Aktuelles/Berichte

Erfahrungsbericht eines Tamdems

Hundespaziergänge aus der Sicht einer Nehmenden.
Anette Schwertfeger und Elisabeht Ehemann erzählen aus dem KISS-Alltag.

Dienstleistungsangebot von KISS

dollyDolly, meine 12jährige Bordercollie Hündin, die mit ihren Ohren an meine Knie reicht, kennt KISS. Woher? Kann sie lesen? Nein, aber die abwechslungsreichen Spaziergänge, meistens mit dem grosszügigen KISS-Mitglied Elisabeht geniesst sie und bedankt sich jeweils im voraus bei der Begrüssung an der Haustüre mit Freudensprüngen.

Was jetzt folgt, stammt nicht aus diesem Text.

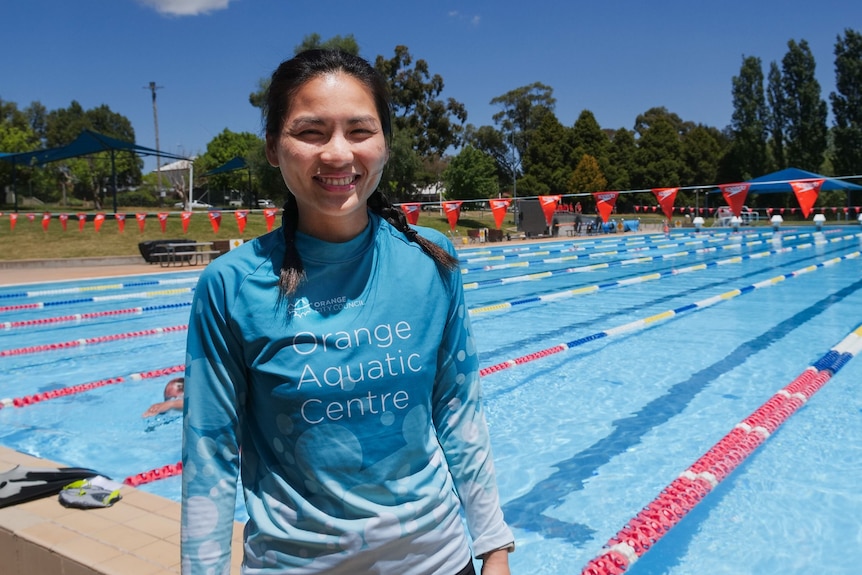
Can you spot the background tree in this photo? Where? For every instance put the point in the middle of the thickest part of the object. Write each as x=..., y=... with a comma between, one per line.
x=433, y=125
x=847, y=105
x=658, y=158
x=92, y=176
x=588, y=138
x=523, y=109
x=804, y=110
x=587, y=177
x=224, y=147
x=492, y=142
x=471, y=175
x=748, y=123
x=403, y=170
x=547, y=163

Ab und zu legt sie sich diesem KISS-Mitglied zu Füssen, das sie wochenlang betreute während meines Reha-Aufenthaltes nach einer grossen Wirbelsäulen-Operation.

Meine eigenen Hundespaziergänge sind seither auf Mini-Spaziergänge an meinem Rollator an der Quartierstrasse bis zum Bach reduziert. Dank KISS-Mitglieder erlebt Dolly auch längere Spaziergänge bis zum Naturweiher dem Wald entlang.

Last but not least, zuletzt, aber nicht weniger bedeutsam, sind die Gespräche nach den Spaziergängen, coffee to talk, not coffee to go. Soziale Kontakte, die zur psychischen Gesundheit im Pensionsalter gehören, sind bei dieser Dienstleistung auch ein menschlicher Gewinn.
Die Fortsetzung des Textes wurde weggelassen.